Libertarian girls are rare, and I feel that emailer’s pain. My solution so far has been to bottle up my frustration at the rampant Statism we live under, swallow my derisive criticisms of the socialism my friends endorse, and hide my principled moral stances from everyone who’s appalled at the notions of individual sovereignty and peace. Something has to change sometime soon.

Trackback URL for this entry is: http://www.blagnet.net/2009/01/04/libertarian-girls/trackback/

  1. 37 Responses to “Libertarian girls”

  2. I so enjoyed your article. I’m now age 70, an objectivist/libertarian always, have certainly walked your path. For 17 years was fortunate to have that match; it was great but we blew it. There were other mates who didn’t match so today it’s back to the hunt. Just so you know, it is possible.

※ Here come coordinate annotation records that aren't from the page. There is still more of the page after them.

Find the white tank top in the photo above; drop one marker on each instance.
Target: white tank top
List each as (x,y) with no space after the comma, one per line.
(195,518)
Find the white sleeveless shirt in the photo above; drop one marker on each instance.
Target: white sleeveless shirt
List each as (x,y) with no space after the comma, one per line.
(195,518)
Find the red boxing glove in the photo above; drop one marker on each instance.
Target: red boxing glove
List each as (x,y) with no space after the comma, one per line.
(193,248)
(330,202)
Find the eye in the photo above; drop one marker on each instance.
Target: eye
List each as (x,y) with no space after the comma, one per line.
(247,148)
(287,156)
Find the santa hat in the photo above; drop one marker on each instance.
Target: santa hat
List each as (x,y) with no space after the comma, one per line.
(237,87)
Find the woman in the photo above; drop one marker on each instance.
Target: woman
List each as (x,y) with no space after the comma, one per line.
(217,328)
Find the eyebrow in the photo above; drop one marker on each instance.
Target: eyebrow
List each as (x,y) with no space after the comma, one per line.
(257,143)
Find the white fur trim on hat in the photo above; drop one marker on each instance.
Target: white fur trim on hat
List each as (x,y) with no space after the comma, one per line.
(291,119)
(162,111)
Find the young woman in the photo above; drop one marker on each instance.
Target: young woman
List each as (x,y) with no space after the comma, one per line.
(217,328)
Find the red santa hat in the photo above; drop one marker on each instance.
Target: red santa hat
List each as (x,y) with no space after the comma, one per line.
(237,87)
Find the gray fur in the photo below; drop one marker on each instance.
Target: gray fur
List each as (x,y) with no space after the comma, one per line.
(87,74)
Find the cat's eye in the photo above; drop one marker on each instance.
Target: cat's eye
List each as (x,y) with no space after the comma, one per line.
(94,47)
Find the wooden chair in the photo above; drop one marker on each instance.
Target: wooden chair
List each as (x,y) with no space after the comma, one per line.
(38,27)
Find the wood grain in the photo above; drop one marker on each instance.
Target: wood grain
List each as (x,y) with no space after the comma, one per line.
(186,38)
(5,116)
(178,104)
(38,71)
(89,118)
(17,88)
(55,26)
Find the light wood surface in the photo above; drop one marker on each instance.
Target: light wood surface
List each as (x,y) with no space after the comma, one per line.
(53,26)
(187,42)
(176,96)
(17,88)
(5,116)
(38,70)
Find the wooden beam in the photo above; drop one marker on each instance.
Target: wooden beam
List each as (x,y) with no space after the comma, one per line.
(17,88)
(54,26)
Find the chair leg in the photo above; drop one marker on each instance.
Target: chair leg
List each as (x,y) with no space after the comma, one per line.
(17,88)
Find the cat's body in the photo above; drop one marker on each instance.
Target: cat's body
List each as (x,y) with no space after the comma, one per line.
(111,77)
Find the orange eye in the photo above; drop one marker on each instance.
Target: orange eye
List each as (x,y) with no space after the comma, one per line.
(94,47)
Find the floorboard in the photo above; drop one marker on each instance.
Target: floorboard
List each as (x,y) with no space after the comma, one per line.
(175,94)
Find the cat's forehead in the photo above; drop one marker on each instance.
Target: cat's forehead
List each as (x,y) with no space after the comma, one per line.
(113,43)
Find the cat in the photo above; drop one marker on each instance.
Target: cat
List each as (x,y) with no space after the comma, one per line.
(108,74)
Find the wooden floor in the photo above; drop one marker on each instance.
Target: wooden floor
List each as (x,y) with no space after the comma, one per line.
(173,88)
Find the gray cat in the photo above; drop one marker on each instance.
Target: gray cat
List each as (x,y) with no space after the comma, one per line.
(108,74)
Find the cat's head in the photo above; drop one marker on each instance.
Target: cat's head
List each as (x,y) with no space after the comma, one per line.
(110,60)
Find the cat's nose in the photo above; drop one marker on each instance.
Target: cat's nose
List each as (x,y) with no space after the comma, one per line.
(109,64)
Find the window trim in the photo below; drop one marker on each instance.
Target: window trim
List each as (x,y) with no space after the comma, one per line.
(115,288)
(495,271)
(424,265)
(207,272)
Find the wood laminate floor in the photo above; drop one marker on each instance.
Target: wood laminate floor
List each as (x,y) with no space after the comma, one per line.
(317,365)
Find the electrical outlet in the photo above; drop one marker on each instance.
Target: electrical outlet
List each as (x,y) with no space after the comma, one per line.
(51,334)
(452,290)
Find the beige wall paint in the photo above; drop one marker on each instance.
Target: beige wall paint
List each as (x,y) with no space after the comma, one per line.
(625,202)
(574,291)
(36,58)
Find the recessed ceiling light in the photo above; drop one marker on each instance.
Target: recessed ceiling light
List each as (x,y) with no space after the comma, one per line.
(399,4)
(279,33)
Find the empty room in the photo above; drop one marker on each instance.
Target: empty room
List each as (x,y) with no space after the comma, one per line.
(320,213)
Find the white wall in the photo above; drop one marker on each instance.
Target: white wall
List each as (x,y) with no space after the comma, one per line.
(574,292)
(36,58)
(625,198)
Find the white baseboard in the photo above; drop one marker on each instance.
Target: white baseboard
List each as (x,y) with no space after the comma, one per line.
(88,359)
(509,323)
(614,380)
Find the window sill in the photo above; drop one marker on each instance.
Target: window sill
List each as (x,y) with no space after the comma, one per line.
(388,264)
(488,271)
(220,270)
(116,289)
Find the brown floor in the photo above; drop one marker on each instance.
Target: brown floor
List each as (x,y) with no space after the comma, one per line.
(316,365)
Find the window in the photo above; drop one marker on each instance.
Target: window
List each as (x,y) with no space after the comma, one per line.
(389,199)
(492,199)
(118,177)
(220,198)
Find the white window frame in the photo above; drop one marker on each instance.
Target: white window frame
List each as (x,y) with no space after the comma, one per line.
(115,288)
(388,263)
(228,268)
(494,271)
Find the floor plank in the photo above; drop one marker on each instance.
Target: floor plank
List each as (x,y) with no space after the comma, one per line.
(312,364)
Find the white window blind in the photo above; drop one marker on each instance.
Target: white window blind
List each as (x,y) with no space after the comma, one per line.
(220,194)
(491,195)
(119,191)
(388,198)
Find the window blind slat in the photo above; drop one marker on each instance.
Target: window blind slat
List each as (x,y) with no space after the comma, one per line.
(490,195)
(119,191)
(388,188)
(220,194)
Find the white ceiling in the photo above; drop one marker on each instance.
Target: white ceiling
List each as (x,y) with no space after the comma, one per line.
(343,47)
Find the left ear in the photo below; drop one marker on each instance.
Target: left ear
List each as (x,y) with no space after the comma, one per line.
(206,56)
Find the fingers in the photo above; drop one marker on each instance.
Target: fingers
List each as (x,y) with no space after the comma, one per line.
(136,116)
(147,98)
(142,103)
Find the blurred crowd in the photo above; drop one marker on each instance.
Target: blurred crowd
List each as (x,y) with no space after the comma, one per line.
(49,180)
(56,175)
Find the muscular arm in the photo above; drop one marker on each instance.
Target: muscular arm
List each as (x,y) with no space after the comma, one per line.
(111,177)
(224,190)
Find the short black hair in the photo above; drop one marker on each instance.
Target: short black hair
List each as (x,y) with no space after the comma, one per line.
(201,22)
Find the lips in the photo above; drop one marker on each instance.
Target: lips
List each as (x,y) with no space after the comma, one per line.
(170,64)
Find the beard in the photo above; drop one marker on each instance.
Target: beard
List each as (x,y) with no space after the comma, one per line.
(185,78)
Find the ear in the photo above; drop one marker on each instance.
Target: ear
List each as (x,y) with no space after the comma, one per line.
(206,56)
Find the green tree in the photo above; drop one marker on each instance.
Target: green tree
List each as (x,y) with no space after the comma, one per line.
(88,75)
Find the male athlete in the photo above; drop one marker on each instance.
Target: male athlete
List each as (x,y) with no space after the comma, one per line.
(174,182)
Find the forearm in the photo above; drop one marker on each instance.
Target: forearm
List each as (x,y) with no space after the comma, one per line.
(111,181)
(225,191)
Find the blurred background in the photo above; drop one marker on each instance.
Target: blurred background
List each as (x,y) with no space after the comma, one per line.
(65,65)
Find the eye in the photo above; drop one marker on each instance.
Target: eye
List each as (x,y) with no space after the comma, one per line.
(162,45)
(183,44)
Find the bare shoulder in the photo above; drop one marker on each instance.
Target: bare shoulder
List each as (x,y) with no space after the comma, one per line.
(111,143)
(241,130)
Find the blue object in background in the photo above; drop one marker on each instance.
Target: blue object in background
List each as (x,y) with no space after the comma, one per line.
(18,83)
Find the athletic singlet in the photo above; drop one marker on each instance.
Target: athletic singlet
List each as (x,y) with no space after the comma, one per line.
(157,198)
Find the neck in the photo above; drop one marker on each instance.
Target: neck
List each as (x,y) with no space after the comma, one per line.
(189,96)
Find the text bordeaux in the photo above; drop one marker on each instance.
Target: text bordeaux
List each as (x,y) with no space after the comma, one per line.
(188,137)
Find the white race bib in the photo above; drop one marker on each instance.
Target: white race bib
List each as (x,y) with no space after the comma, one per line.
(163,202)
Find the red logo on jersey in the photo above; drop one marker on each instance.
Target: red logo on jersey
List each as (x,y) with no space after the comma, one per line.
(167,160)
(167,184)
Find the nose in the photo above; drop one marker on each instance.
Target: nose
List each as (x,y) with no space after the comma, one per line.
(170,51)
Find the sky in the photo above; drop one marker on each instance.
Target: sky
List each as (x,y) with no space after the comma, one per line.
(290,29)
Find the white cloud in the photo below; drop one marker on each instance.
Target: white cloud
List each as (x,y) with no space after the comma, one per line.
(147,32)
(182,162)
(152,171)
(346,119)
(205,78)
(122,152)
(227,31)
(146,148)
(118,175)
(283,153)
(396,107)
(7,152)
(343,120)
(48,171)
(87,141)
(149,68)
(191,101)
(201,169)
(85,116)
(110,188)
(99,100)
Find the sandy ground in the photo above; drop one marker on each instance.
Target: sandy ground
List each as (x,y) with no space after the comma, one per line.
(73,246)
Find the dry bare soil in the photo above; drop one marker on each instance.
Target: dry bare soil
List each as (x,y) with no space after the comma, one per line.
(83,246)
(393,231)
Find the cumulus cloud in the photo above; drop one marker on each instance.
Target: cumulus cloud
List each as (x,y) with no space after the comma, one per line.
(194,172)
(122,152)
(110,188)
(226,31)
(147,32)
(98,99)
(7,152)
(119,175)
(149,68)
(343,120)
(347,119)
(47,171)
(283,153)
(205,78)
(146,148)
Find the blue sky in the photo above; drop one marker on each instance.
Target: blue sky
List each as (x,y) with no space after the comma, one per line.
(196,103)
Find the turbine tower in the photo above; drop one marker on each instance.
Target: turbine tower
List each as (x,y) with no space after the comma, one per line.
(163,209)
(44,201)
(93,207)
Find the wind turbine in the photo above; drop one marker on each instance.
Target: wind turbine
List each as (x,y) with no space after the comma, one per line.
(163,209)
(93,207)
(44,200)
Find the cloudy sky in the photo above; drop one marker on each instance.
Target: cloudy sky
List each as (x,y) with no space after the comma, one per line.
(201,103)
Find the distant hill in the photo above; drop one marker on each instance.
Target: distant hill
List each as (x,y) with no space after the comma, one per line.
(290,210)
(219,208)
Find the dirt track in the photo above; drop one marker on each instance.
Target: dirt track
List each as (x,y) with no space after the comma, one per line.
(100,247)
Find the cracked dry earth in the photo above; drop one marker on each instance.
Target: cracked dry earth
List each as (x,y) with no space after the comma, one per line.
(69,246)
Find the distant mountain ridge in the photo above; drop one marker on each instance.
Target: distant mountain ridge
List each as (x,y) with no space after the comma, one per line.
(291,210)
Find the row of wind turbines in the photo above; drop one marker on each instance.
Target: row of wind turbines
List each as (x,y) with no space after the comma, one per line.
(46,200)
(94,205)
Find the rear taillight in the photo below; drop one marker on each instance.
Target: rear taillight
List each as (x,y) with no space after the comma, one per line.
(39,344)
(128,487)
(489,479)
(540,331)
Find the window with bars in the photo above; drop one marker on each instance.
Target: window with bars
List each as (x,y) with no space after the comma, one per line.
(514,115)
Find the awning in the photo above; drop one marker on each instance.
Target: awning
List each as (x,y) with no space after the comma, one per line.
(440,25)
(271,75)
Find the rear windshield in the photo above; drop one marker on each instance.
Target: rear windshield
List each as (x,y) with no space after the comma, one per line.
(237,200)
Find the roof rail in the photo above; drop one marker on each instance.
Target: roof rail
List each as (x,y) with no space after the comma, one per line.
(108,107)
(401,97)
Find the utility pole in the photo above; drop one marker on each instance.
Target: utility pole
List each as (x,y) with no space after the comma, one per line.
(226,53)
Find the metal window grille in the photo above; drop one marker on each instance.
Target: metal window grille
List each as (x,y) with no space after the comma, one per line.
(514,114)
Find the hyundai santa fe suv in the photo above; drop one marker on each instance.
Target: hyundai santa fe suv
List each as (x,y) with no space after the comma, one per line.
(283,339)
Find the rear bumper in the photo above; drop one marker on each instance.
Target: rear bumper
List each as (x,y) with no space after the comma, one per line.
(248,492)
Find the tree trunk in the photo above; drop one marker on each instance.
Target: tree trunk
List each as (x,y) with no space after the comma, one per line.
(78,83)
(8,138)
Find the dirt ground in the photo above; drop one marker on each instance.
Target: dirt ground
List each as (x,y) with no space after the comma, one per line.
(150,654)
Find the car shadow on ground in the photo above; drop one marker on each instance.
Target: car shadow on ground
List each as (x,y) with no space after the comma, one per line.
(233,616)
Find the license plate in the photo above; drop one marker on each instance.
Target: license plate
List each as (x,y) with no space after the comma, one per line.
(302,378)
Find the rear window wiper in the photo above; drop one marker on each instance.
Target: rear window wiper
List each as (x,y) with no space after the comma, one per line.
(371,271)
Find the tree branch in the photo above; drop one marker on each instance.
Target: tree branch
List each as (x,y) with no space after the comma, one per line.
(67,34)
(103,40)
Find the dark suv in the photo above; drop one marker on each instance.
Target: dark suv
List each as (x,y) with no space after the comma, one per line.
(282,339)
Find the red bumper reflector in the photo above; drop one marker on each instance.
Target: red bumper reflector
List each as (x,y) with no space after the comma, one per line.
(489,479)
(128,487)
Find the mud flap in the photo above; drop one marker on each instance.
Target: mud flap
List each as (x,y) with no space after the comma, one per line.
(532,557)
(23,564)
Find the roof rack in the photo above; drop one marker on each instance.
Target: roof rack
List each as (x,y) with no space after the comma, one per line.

    But what I really wish to say: As you surely realize, the “virtue of sacrifice” has now taken our world to collapse. All these many years I did much as yourself, and hold back on voicing the principles necessary to avoid this mess, for which I now share the blame along with so many others.

    Speak out for your morality, firmly and without hesitation. It helps to do so in the form of questions rather than lecture. But regardless, don’t hold back, it’s important, and you will surprised and delighted to discover you are not alone in your convictions. It does work out; nice and easy does it.

    Good luck!

    By Dean Striker on Jan 5, 2009

  3. ““Do you think all drugs should be legalized, including cocaine and heroin and crystal meth?””

    That’s not that great of a litmus test now isn’t it. For one thing, it implies the existence of a government that “legalizes” things.

    By Francois Tremblay on Jan 5, 2009

  4. I think that if you look in the right places, there are plenty of libertarian-leaning conservative gals. I’m one, and I have a few friends who feel the same (granted, we’re all married already, but still…).

    You specifically mentioned that you know some Christian Conservative girls above; are you specifically against dating a Christian, or do all of these girls believe that Christian social programs, i.e., charities, etc., should be part of government (ex., were they Huckabee fans?)? Or are they Christian girls (like me) who are basically libertarian-conservative politically, but who also attend church occasionally?

    I think if you consider it, there is a lot more wiggle room there than you might have previously thought.

    By Leofwende on Jan 5, 2009

  5. “That’s not that great of a litmus test now isn’t it. For one thing, it implies the existence of a government that “legalizes” things.”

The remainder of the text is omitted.